One way to hide this problem and have our server still accepting multiple requests when the workers are blocked is to increase the number of workers. But those new workers can also be blocked on sync calls and our API is suspicious of a DDoS attack. The way to solve this problem is by not let our workers get blocked. Our API should be fully async. For that, we need to replace the requests library with a library that supports async.

Let’s now implement a “v2” version of our example API, still calling the same fake external API that takes 20 seconds to process. Furthermore, we will again run Uvicorn with a single worker.
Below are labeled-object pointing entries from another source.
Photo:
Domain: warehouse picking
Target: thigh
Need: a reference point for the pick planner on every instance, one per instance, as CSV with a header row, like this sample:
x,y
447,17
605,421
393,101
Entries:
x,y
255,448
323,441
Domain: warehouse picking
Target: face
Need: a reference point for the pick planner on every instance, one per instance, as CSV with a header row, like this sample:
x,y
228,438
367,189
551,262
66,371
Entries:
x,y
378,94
Here is the code with the updated implementation:

#
# Async end-to-end
#


async def v2_internal_signing_op(op_num: int, request_id: str) -> None:
    """Calls external API endpoint and returns the response as a dict."""
    async with httpx.AsyncClient() as session:
        response = await session.request("GET", EXTERNAL_API_ENDPOINT, timeout=2000)
    log.debug(f"{request_id} {op_num}: {response}")
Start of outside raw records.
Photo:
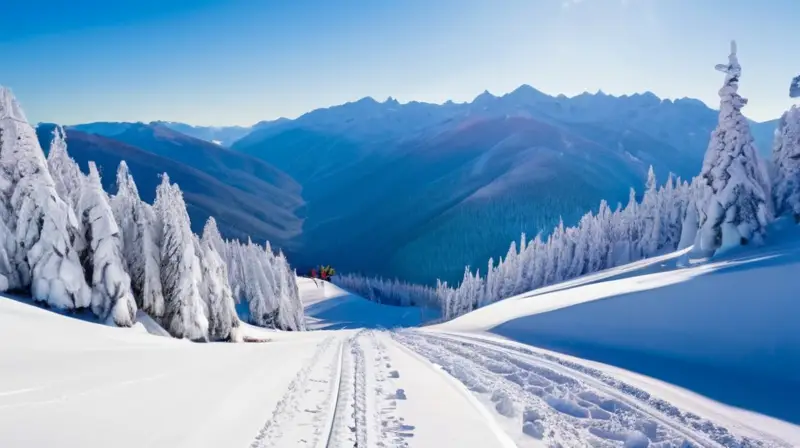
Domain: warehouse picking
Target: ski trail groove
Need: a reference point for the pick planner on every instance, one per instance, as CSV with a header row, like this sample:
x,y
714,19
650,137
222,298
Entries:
x,y
388,428
288,412
640,399
334,403
565,402
359,393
async def v2_sign_op1(request_id: str) -> None:
    await v2_internal_signing_op(1, request_id)


async def v2_sign_op2(request_id: str) -> None:
    await v2_internal_signing_op(2, request_id)


@app.get("/all-async")
async def v2_root():
    request_id = str(uuid.uuid4())

    log.debug(f"{request_id}: started processing")

    await v2_sign_op1(request_id)
    await v2_sign_op2(request_id)

    log.debug(f"{request_id}: finished!")
    return {"message": "hello world"}

Notice that I’ve replaced the requests library with the httpx library which supports async HTTP calls and has an API that is very similar to the one requests provide. The code is functionally equivalent to our previous mixed implementation, but now we implemented async fully. Let’s execute our API using the same commands as before.
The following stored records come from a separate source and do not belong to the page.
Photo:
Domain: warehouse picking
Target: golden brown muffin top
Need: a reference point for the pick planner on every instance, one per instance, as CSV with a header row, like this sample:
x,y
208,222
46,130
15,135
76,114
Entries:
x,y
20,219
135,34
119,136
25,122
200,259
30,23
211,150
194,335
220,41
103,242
uvicorn app.application:app --workers 1

Then calling the API using httpie, but to the fully async endpoint:

http localhost:8000/all-async

The console output is:

2021-07-07 23:30:21,673 da97310b-1d20-4082-8f90-b2e163523b83: started processing
2021-07-07 23:30:23,768 291f556e-038d-4230-8b3b-8e8270383e62: started processing
2021-07-07 23:30:41,718 da97310b-1d20-4082-8f90-b2e163523b83 1: <Response [200 OK]>
2021-07-07 23:30:43,781 291f556e-038d-4230-8b3b-8e8270383e62 1: <Response [200 OK]>
2021-07-07 23:31:01,740 da97310b-1d20-4082-8f90-b2e163523b83 2: <Response [200 OK]>
2021-07-07 23:31:01,740 da97310b-1d20-4082-8f90-b2e163523b83: finished!
2021-07-07 23:31:03,801 291f556e-038d-4230-8b3b-8e8270383e62 2: <Response [200 OK]>
2021-07-07 23:31:03,801 291f556e-038d-4230-8b3b-8e8270383e62: finished!

We can observe in the output that both requests started processing immediately and they are still sequential in their own request lifecycle. The event loop of the Uvicorn worker is not blocked, that is why the second request could continue processing even though the external API did not finish its operation. Other requests, like the GET /healthcheck, are not impacted by the slow execution of the external API. Overall our application continues to serve other requests independently on the external API.

When using async Python one must be careful about what libraries to use. Even though a library might be very popular in the Python community, it doesn’t mean that the library will play well in an async application. Choosing the right libraries will make the execution of the application more concurrent by not blocking the I/O loop. The overall throughput of the application will be better as more unrelated requests can be processed by the same Uvicorn worker.

I’ve used async Python in some applications I maintain, and it was challenging to choose the right libraries to use. The team has to be on the watch for possible places in the code where the event loop may block. Even using the built-in Python logging library or a “print” statement is going to block the I/O loop. Usually, those blocking calls are negligible, but it is important to understand that they are there. I highly recommend also reading the official documentation on other tips for developing async code in Python. Have you developed an async Python API, what was your experience?